Oral Presentation GENEMAPPERS 2026

Characterising the lack of SNP instrument portability as a weak instrument problem in cross-ancestry causal inference: Empirical and simulation-based evaluations (#9)

Amanda Wei-Yin Lim 1 , Natalia Ogonowski 1 , Liang-Dar (Daniel) Hwang 2 , Xikun Han 3 , Miguel Renteira 1 , Stuart MacGregor 1 , Jue-Sheng Ong 1
  1. QIMR Berghofer Medical Research institute, Herston, QLD, Australia
  2. Institute for Molecular Bioscience, University of Queensland, St Lucia, QLD, Australia
  3. Department of Epidemiology and Biostatistics, School of Public Health, Peking University, Beijing, China

As genome-wide association studies diversify beyond European ancestry, Mendelian randomization (MR) is increasingly applied to infer causal relationships in under-represented populations. Yet the field lacks clear methodological guidance for handling ancestry-driven discordance in SNP effect sizes, raising concerns about instrument validity and bias when European-derived variants are used in non-European settings. Existing trans-ethnic MR approaches typically focus on genome-wide polygenic overlap to increase power but offer limited insight into how per-variant effect-size mismatch influences causal effect estimation in the target-ancestry.

We propose an alternative framing that treats ancestry mismatch as a weak-instrument problem. Here, reduced cross-ancestry effect concordance directly attenuates SNP–exposure associations in the target population, inducing predictable weak-instrument bias when European instruments are transported across ancestries. We developed a two-phase simulation framework that fixes the true causal effect in the target population (e.g., East Asian exposure and outcome) and evaluates how well existing MR methods recover this effect from EUR-derived SNPs under varying cross-ancestry genetic correlations, trait heritability, allele-frequency differences, LD discrepancies, and directional pleiotropy. We further compared alternative instrument strategies, including direct EUR-derived instruments, target-ancestry instruments, and hybrid approaches that replace EUR effect estimates with target-ancestry effect sizes.
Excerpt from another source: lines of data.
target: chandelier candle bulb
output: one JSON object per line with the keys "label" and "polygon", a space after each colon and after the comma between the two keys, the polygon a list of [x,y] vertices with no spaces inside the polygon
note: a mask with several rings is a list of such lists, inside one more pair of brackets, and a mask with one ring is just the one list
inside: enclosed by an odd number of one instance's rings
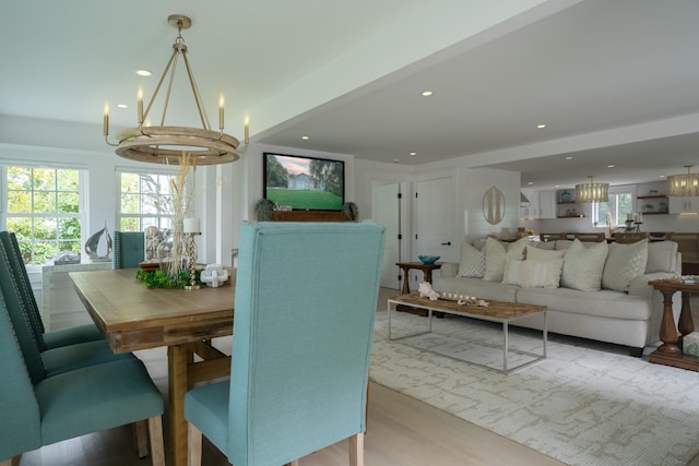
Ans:
{"label": "chandelier candle bulb", "polygon": [[198,234],[201,231],[199,218],[185,218],[182,231],[186,234]]}
{"label": "chandelier candle bulb", "polygon": [[138,94],[139,124],[143,124],[143,89],[139,87]]}
{"label": "chandelier candle bulb", "polygon": [[223,131],[223,96],[218,99],[218,129]]}
{"label": "chandelier candle bulb", "polygon": [[105,136],[109,135],[109,106],[105,105],[105,119],[102,127],[102,133]]}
In our simulations, inverse-variance weighted (IVW) estimates were highly sensitive to MAF differences, LD-clumping thresholds, and the extent of cross-ancestry effect-size discordance. In contrast, median-based estimators consistently recovered the target-ancestry causal effect, even when individual SNPs showed substantial heterogeneity across ancestries. Empirical analyses in East Asian cohorts demonstrated similar behaviour: For BMI on type 2 diabetes, the EAS-based causal estimate (OR=2.10 [95% CI: 1.59–2.76] per SD increase) closely matched the median-based estimate using EUR instruments (OR=2.12 [1.80–2.49]), whereas EUR-derived IVW estimates (OR 1.60–2.86) varied markedly with instrument selection. By conceptualising ancestry-dependent effect heterogeneity as a weak-instrument phenomenon, our findings offer practical guidance for designing reliable MR analyses in diverse populations.